CARACAS (Sputnik) – 2020 has already begun with forecasts of a global economic crisis, and the COVID-19 pandemic aggravated the outlook. This and the US sanctions formed a perfect storm that still looms large over Venezuela’s oil industry.

This Caribbean country has always been associated with oil. According to various certifications between 2009 and 2010, their Estimated crude oil reserves were 296.5 billion barrels, which would place it above Saudi Arabia.

Most of the oil that the South American nation has is found in the Orinoco Oil Belt, but it is a heavy crude, whose extraction is expensive and its result requires to be mixed with light crude to be commercialized.

In the midst of the energy transformation in which the world is pushing to replace hydrocarbons with less polluting energies, and a fall in oil prices due to the increase in supply, few are the eyes that turn to that bituminous massif, once considered a black gold mine.

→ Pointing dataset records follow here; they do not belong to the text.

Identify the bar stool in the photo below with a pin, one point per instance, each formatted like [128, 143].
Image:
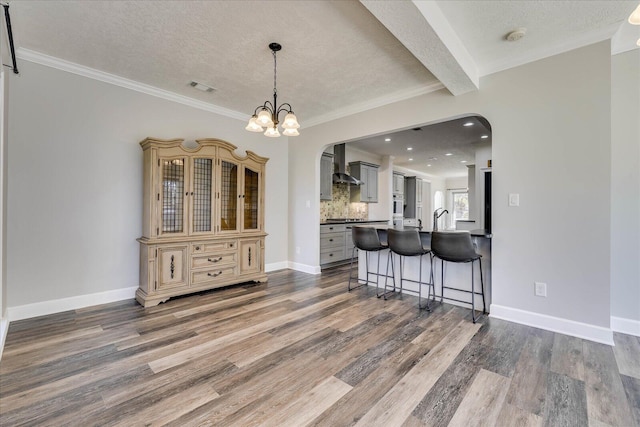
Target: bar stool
[365, 239]
[457, 247]
[407, 243]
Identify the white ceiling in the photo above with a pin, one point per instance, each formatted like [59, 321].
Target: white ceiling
[441, 149]
[338, 57]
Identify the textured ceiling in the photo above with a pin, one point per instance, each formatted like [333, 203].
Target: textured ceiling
[334, 54]
[552, 26]
[337, 58]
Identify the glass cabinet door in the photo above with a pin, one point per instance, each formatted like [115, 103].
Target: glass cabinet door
[201, 197]
[172, 197]
[251, 199]
[229, 196]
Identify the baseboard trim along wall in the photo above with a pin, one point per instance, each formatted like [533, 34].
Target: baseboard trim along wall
[4, 328]
[554, 324]
[282, 265]
[625, 326]
[304, 268]
[72, 303]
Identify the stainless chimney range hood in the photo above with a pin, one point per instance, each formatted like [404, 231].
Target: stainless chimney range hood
[341, 176]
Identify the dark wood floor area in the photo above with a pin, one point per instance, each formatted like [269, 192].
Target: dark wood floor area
[300, 350]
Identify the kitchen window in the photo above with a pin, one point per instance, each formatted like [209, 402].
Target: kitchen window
[459, 205]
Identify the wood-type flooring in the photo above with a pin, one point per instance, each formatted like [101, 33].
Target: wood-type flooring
[301, 350]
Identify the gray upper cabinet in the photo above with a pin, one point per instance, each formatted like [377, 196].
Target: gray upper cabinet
[398, 183]
[367, 173]
[413, 197]
[326, 176]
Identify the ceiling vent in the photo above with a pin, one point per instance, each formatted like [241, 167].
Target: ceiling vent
[201, 86]
[516, 34]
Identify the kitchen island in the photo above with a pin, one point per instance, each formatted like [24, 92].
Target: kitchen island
[455, 275]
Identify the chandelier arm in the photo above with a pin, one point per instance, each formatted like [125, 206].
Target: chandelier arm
[283, 107]
[275, 109]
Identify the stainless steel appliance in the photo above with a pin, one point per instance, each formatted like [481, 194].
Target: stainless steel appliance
[398, 205]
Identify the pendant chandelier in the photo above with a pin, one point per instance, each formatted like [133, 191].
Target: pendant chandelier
[265, 117]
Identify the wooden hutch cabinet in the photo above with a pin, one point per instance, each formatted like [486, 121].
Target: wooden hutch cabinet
[203, 218]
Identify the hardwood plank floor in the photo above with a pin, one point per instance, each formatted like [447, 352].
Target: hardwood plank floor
[300, 350]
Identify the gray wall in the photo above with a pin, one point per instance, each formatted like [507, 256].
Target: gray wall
[551, 123]
[625, 185]
[75, 181]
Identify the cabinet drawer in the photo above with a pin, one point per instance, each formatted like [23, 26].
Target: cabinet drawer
[331, 240]
[214, 260]
[217, 246]
[331, 256]
[332, 228]
[224, 272]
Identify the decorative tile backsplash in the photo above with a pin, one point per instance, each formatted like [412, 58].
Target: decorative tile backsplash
[341, 207]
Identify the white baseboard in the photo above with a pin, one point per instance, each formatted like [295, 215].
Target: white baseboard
[282, 265]
[554, 324]
[625, 326]
[304, 267]
[4, 328]
[72, 303]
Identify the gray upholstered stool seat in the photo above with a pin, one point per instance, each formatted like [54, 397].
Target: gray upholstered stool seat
[457, 247]
[407, 243]
[365, 239]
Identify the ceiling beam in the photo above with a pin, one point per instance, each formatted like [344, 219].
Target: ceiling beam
[423, 29]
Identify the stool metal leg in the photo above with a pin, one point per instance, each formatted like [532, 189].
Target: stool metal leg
[473, 295]
[484, 306]
[393, 277]
[420, 287]
[441, 280]
[351, 269]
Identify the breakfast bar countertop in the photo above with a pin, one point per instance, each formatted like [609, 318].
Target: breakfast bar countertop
[353, 221]
[474, 233]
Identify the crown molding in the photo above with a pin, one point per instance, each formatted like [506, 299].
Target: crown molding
[602, 34]
[92, 73]
[374, 103]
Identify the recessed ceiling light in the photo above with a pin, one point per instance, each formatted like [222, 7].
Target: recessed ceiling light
[201, 86]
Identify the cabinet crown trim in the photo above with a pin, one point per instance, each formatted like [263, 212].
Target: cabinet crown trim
[150, 142]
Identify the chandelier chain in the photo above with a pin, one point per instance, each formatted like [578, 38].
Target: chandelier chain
[275, 68]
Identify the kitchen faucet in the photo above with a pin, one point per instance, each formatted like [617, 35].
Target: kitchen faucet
[436, 216]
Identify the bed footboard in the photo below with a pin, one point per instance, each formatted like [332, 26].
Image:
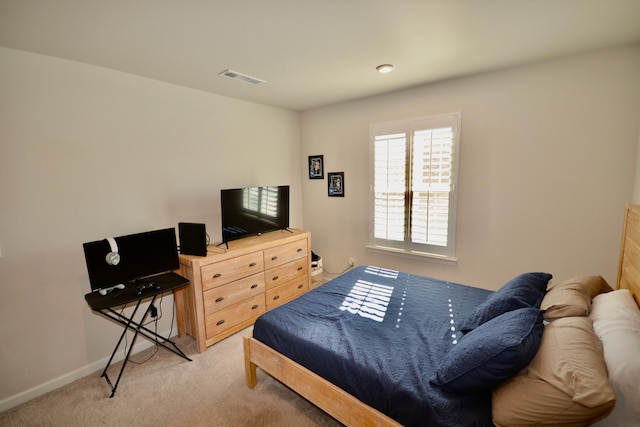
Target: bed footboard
[333, 400]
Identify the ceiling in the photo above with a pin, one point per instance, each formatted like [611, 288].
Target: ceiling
[313, 52]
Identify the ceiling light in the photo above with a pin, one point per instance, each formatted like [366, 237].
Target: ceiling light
[242, 77]
[384, 68]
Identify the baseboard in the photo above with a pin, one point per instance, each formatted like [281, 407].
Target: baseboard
[70, 377]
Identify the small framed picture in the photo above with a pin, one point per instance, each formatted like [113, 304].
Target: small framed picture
[336, 184]
[316, 167]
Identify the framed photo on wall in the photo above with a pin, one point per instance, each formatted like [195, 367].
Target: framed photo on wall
[336, 184]
[316, 167]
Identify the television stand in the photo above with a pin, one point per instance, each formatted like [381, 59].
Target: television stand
[104, 304]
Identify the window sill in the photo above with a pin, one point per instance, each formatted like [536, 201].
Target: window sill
[441, 259]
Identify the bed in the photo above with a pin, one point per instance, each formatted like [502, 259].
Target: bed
[377, 347]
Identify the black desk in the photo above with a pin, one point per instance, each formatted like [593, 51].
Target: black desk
[103, 304]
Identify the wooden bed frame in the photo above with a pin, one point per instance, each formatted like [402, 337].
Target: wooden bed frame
[352, 412]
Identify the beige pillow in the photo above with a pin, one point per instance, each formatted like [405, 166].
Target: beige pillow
[565, 383]
[572, 297]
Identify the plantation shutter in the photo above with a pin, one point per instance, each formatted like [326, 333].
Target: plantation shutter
[413, 185]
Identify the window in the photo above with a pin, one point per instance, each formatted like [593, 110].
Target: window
[413, 168]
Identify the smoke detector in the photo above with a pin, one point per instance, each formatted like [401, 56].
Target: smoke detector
[242, 77]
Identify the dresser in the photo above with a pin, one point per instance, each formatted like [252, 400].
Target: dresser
[231, 287]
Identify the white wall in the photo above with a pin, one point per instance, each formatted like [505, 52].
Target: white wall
[547, 164]
[86, 153]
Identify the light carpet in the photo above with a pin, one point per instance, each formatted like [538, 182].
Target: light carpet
[167, 390]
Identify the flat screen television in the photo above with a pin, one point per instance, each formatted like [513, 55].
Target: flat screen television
[141, 255]
[253, 210]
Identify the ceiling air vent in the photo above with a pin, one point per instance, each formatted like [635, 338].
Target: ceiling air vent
[242, 77]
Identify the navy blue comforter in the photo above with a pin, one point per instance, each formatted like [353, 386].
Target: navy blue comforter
[379, 335]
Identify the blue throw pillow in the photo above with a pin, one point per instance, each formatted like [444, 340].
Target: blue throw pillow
[525, 290]
[491, 353]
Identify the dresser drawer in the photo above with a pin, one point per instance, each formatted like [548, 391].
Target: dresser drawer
[284, 273]
[220, 273]
[221, 320]
[283, 254]
[226, 295]
[287, 291]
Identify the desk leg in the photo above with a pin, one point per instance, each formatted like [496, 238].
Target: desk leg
[139, 329]
[124, 362]
[181, 312]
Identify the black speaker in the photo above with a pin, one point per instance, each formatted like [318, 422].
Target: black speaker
[193, 238]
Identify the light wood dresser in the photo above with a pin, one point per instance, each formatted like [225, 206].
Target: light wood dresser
[231, 287]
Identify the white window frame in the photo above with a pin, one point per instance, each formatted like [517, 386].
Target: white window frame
[439, 251]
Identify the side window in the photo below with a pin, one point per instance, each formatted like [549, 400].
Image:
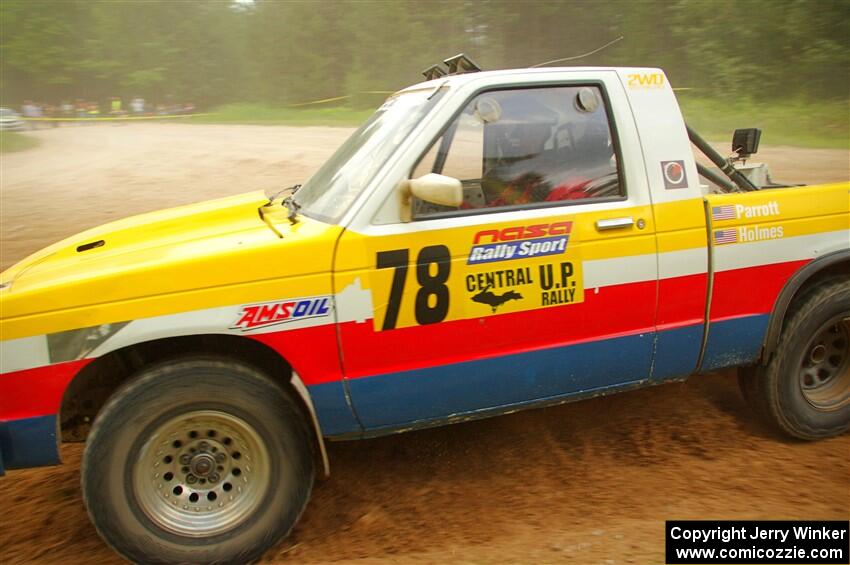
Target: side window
[526, 148]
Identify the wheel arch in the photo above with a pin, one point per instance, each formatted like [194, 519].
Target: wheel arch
[91, 387]
[828, 266]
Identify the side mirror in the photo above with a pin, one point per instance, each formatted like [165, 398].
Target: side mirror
[433, 188]
[745, 142]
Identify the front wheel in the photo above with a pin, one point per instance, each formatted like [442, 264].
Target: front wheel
[198, 460]
[804, 390]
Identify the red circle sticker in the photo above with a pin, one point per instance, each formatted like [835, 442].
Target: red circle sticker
[674, 172]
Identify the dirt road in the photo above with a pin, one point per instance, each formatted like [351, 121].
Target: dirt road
[590, 482]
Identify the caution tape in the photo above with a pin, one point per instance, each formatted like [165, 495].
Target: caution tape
[113, 118]
[323, 101]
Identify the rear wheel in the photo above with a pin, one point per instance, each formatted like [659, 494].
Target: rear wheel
[804, 390]
[197, 460]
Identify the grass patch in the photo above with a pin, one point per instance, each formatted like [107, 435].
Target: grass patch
[10, 142]
[800, 124]
[270, 115]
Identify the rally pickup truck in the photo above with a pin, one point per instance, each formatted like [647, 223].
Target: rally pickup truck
[485, 242]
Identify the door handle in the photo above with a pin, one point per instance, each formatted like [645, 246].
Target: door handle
[614, 223]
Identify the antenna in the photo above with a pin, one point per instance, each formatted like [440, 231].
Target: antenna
[578, 56]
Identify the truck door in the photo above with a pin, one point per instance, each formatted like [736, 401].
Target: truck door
[541, 285]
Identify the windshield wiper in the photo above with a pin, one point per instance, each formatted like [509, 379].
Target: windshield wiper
[293, 208]
[292, 189]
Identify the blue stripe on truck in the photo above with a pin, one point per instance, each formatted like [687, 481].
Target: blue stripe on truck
[29, 442]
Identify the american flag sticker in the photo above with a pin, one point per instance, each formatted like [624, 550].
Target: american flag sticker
[725, 236]
[722, 212]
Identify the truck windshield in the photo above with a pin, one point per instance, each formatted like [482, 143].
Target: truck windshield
[331, 190]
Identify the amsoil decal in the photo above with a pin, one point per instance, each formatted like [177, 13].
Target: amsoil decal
[272, 313]
[674, 174]
[519, 242]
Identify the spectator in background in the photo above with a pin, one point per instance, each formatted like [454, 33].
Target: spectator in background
[137, 106]
[50, 111]
[93, 111]
[81, 108]
[115, 106]
[67, 109]
[28, 111]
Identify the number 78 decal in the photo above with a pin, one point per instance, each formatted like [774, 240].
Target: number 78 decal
[429, 285]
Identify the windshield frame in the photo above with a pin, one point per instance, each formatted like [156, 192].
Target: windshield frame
[432, 95]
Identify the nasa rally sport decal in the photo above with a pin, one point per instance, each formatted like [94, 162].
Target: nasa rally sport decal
[519, 242]
[674, 174]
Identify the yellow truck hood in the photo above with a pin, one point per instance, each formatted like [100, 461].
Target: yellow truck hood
[202, 253]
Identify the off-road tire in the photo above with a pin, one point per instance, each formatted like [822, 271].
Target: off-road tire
[777, 391]
[112, 470]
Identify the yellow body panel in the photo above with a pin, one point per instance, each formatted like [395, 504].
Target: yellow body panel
[200, 256]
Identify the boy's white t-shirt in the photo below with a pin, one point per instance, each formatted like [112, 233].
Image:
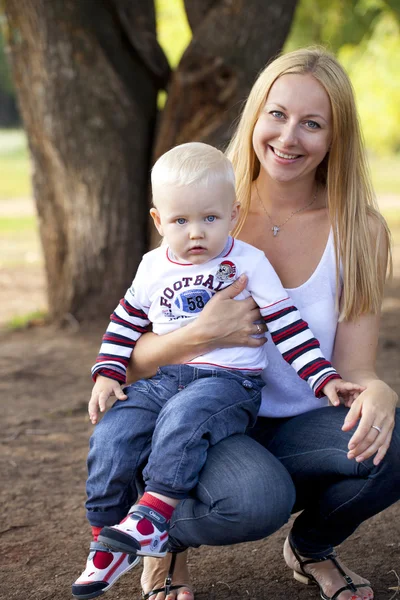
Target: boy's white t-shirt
[170, 294]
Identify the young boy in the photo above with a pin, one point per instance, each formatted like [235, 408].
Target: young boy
[183, 409]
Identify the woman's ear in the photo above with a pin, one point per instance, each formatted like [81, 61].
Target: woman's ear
[157, 220]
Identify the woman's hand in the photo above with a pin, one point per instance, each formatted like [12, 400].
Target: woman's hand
[375, 410]
[225, 322]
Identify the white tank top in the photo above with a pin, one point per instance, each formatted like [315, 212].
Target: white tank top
[285, 394]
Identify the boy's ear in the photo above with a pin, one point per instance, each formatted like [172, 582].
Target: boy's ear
[235, 214]
[157, 221]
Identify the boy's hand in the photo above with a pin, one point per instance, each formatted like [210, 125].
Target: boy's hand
[342, 392]
[102, 390]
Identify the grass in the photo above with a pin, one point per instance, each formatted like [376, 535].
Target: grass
[37, 317]
[14, 165]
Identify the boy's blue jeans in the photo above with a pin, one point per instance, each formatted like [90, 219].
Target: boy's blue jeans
[168, 421]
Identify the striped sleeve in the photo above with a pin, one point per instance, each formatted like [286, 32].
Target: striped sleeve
[127, 323]
[291, 335]
[298, 346]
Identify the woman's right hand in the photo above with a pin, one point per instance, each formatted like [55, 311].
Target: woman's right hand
[225, 322]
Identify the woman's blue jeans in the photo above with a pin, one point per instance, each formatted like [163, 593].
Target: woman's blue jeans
[248, 489]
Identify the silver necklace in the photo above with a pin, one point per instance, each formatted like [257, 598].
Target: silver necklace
[276, 228]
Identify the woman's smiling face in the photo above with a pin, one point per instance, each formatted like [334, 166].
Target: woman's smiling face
[294, 130]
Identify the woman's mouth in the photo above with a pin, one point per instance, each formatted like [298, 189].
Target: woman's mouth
[284, 155]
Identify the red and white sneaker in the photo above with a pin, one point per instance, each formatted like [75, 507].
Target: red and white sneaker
[103, 568]
[144, 532]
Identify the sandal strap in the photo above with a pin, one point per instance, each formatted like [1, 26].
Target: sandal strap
[164, 589]
[353, 587]
[350, 585]
[167, 587]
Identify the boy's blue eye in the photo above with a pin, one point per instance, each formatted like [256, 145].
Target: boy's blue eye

Not only is it expensive to extract oil from the Belt, but since 2017, exporting it or establishing contracts for its exploration has become a risk that very few oil companies are willing to take.

And it is that any company or individual that uses the US financial system and establishes a contract with the Venezuelan State, the sole owner of the deposits, is exposed to their accounts being blocked and being sanctioned.

US sanctions

The White House considers that President Nicolás Maduro is a “dictator”, whom it accuses of violating the human rights of the population, committing acts of corruption, establishing links with drug trafficking and terrorism and imposing himself on the Government without submitting to elections ” reliable “.

For this reason, Washington has granted itself the license to suffocate the economy of Venezuela to provoke the departure of Maduro and has pushed other countries to follow in his footsteps.

However, what has happened so far is the economic depression of the Caribbean nation, the abrupt fall in its oil exports, on which 99% of the country’s foreign exchange earnings depended, and this happened after the crisis of 2014, when oil in the world went from about $ 100 a barrel to less than $ 18.

In 2020, Venezuelan production fell to levels of 1942, when the Second World War (1939-1945) was taking place. While Brazil, another political rival of Venezuela, is close to 2.5 million barrels per day.

PDVSA besieged

During a press conference that Sputnik had access to in November, Maduro confessed that Petróleos de Venezuela SA (PDVSA) was going through one of its worst moments.

“From October 2019 to October 2020 we did not sell a single barrel of oil due to the US siege and persecution,” he said.

The country’s flagship company “is not bankrupt, PDVSA is under siege,” said the president.

Although the head of state, since the blockade began or even since the price debacle began, has always been optimistic and has considered increasing production again to the 3 or 2.5 million barrels that PDVSA produced more than five years ago, the world oil prospects point to another scenario.

Although the government assures that PDVSA is besieged and not bankrupt, little has been reported as to whether this suffocation, caused by the US, could lead to its definitive collapse.

According to the November report of the Organization of the Petroleum Exporting Countries (OPEC), Venezuela produced 473,000 barrels per day in October, a fairly low figure, despite the fact that it reflects an increase of about 70,000 barrels per day in relation to September and August.

While the oil industry, the main source of income, finds itself without a solution at least in the short term from its crisis, the fall in its exports translates into less budget for imports in other areas and State investment in many sectors, especially in public services, health, and education.